Brain PET dose reduction using a shallow artificial neural network

Objectives: Dose reduction in PET imaging is desired but leads to noisier reconstruction using the maximum likelihood (ML) algorithm. To reduce noise, maximum a posteriori (MAP) algorithms have been designed to make use of the statistical properties of the raw count data and prior information in the image domain. Although MAP reconstruction achieved positive results in improving reduced dose PET images, they are computationally expensive. The goal of this study is to develop a learning-based denoising scheme in the image domain to directly process 3D image patches from the reconstructions with reduced counts. To suppress image noise at different count levels while maintaining the local mean intensities, we designed a shallow artificial neural network (ANN) serving as a nonlinear regression function which maps image patches from the reduced-count to the full-count reconstruction.

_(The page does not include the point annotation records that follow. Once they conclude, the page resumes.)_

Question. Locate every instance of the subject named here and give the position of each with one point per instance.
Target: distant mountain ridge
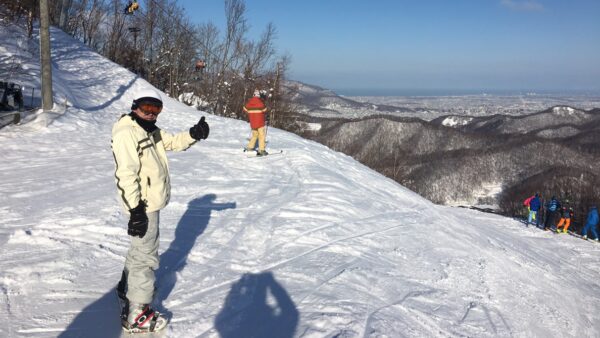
(473, 160)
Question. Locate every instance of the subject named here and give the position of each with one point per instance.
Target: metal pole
(47, 102)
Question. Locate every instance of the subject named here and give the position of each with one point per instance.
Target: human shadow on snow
(191, 225)
(101, 319)
(257, 306)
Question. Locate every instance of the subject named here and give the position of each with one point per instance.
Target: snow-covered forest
(306, 244)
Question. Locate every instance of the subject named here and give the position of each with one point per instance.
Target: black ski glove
(138, 221)
(200, 130)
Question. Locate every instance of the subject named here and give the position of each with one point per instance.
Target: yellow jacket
(142, 171)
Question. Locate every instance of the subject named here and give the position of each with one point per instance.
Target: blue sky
(444, 44)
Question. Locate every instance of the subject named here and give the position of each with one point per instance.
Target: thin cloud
(523, 5)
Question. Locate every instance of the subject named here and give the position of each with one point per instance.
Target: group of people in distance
(554, 209)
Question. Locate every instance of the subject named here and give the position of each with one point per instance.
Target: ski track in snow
(307, 244)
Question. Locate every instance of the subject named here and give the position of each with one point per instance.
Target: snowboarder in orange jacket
(256, 110)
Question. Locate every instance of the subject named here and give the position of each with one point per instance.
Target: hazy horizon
(460, 92)
(429, 44)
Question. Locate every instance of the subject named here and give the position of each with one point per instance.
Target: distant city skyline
(461, 45)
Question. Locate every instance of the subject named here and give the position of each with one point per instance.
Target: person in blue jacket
(590, 224)
(534, 207)
(552, 209)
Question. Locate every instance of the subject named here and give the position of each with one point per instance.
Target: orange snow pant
(566, 221)
(257, 134)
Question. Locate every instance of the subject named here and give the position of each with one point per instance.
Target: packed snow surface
(307, 244)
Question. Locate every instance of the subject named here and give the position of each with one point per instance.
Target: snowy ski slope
(307, 244)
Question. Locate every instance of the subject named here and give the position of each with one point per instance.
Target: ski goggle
(150, 109)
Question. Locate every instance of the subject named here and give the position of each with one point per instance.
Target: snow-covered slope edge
(308, 244)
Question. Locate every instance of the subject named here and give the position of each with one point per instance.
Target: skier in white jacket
(143, 184)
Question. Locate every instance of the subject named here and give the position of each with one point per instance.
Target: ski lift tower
(45, 58)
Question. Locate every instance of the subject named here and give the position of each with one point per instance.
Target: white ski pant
(141, 262)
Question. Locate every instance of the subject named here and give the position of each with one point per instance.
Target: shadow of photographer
(191, 225)
(257, 306)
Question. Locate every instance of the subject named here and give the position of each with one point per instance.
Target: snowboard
(254, 154)
(124, 308)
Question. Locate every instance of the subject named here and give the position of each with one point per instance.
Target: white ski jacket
(142, 171)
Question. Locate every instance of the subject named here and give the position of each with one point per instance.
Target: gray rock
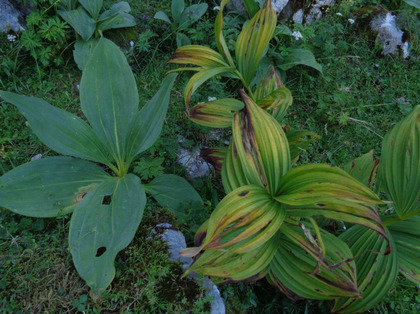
(176, 242)
(10, 17)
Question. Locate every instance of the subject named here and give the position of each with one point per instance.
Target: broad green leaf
(82, 23)
(201, 77)
(317, 189)
(295, 272)
(147, 123)
(116, 17)
(177, 7)
(92, 6)
(261, 146)
(298, 56)
(363, 168)
(399, 169)
(214, 156)
(244, 220)
(109, 97)
(162, 16)
(83, 51)
(173, 192)
(103, 224)
(376, 271)
(60, 130)
(251, 7)
(182, 40)
(48, 187)
(231, 267)
(198, 55)
(233, 175)
(220, 39)
(406, 235)
(298, 141)
(253, 41)
(215, 114)
(191, 15)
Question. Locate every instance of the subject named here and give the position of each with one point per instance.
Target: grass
(359, 96)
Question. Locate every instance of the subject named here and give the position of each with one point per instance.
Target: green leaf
(82, 23)
(83, 50)
(406, 235)
(328, 191)
(253, 41)
(261, 146)
(116, 17)
(60, 130)
(191, 15)
(177, 7)
(215, 114)
(109, 97)
(376, 271)
(296, 273)
(399, 169)
(173, 192)
(182, 40)
(92, 6)
(147, 124)
(103, 224)
(48, 187)
(162, 16)
(363, 168)
(300, 56)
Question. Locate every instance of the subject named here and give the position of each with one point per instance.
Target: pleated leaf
(247, 217)
(261, 146)
(231, 267)
(48, 187)
(399, 169)
(233, 174)
(214, 156)
(103, 224)
(147, 124)
(328, 191)
(198, 55)
(215, 114)
(376, 272)
(363, 168)
(253, 41)
(109, 97)
(82, 23)
(406, 235)
(293, 270)
(60, 130)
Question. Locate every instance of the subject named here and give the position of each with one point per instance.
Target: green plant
(89, 23)
(182, 19)
(107, 202)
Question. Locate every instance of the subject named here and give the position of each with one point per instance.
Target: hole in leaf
(107, 200)
(100, 251)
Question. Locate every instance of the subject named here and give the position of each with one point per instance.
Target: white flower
(297, 35)
(11, 37)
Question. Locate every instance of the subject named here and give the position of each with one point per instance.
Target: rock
(176, 242)
(195, 166)
(10, 17)
(389, 34)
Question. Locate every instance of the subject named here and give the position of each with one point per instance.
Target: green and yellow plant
(106, 201)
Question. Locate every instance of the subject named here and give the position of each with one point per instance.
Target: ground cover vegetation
(326, 97)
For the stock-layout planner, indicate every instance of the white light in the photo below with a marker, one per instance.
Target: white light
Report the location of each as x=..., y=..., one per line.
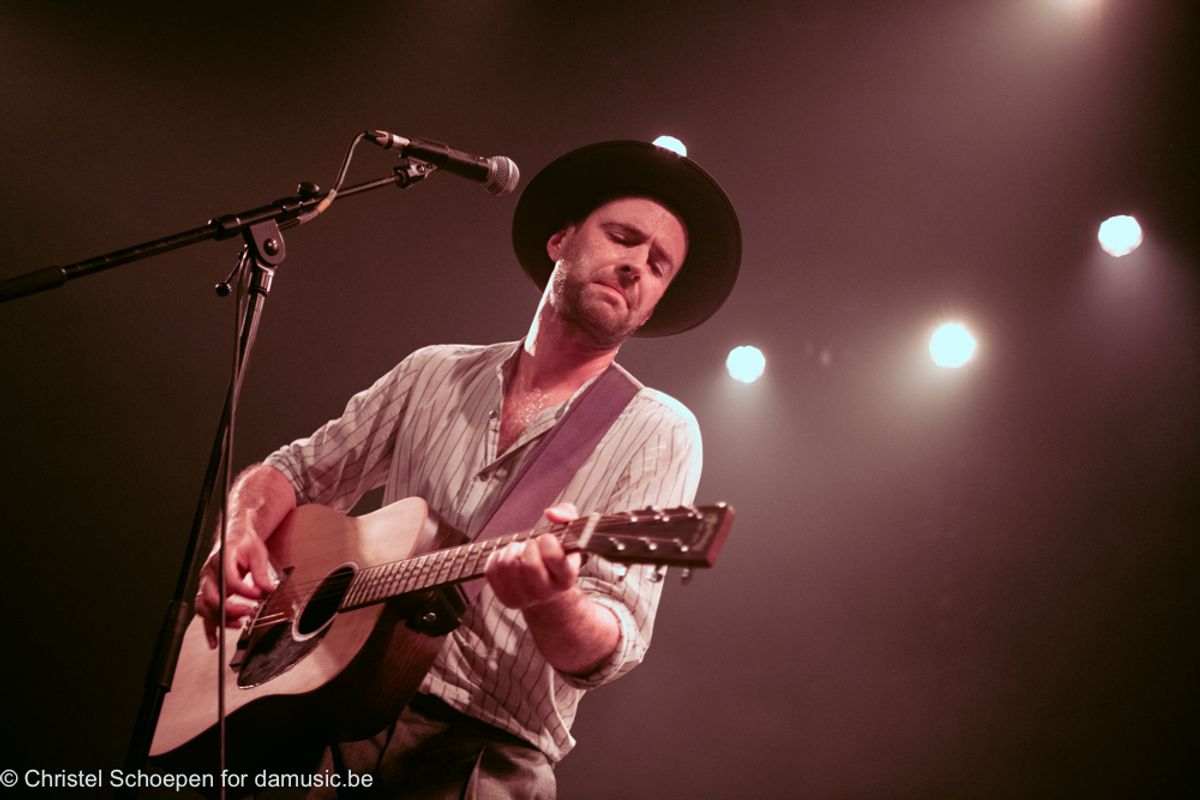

Methods: A shallow ANN with an input layer, a hidden layer and an output layer was designed to model the nonlinear relationships between the input and the output, which were the image patches from the low-count PET images at different count levels and those from the full-count image. We performed ML reconstructions from the synaptic density tracer ¹¹C-UCB-J from 5 healthy control subjects scanned on the HRRT. For each subject, a full-count brain PET reconstruction, 19 low-count reconstructions (3 with 1/3 of the counts, 6 with 1/6 of the counts, and 10 using 1/10 of the counts) were executed for the period of 40-60 min post-injection. A total of 480K 3D training image patches of size 4x4x4 voxels were selected from the 19 low-count images. Each selected image patch and the label patch from the full-count image were normalized to have intensity values within the range of [0, 1]. Such a normalization ensures the generalization capability of the ANN model on the reconstructed images of other patients. Using the stochastic gradient descent method, the weights of the ANN were updated iteratively to minimize the Euclidian distance between the training input patches and their labels. After training the ANN with 48K iterations, requiring 3 min on a 3.2 GHz CPU, the network was tested to process the low-count reconstructions of the other 4 patients. We normalized each test image and fed the extracted patches to the ANN. It required only 0.7 microsec to process one patch on the same CPU. To evaluate the performance of the proposed ANN processing, we calculated the tradeoff between mean and normalized standard deviation (NSD) in regions of interest (ROIs) of each tested brain image. Moreover, the ANN-processed images were compared with their ML-reconstructed counterparts by calculating the difference and the relative error in the ROIs with respect to the full-count reconstruction.

Results: For every testing image from different count levels and different subjects, the ANN result demonstrates lower NSD and similar regional mean value compared with the corresponding ML reconstruction. More appreciable reduction of image noise is achieved by the ANN processed images for the 1/10 count reconstruction compared with the 1/3 count case. The mean values of the relative error calculated in the image ROIs before and after ANN processing are close to 0. The regional standard deviations (SDs) of the relative error obtained by the ANN processing get an averaged 30% decrease from those of the ML reconstructions at both 1/3 and 1/10 count levels.

Conclusions: An ANN processing technique was developed for brain PET imaging with reduced counts to suppress the image noise while keeping the local mean intensities of the ML reconstruction. The shallow ANN trained with image patches from ML reconstructions at 3 count levels of one subject applies well to image patches of 4 other subjects at different count levels. With robust performance, the proposed ANN processing demonstrated potential for the dose reduction of PET imaging without the necessity of accessing the raw data or vast computational cost.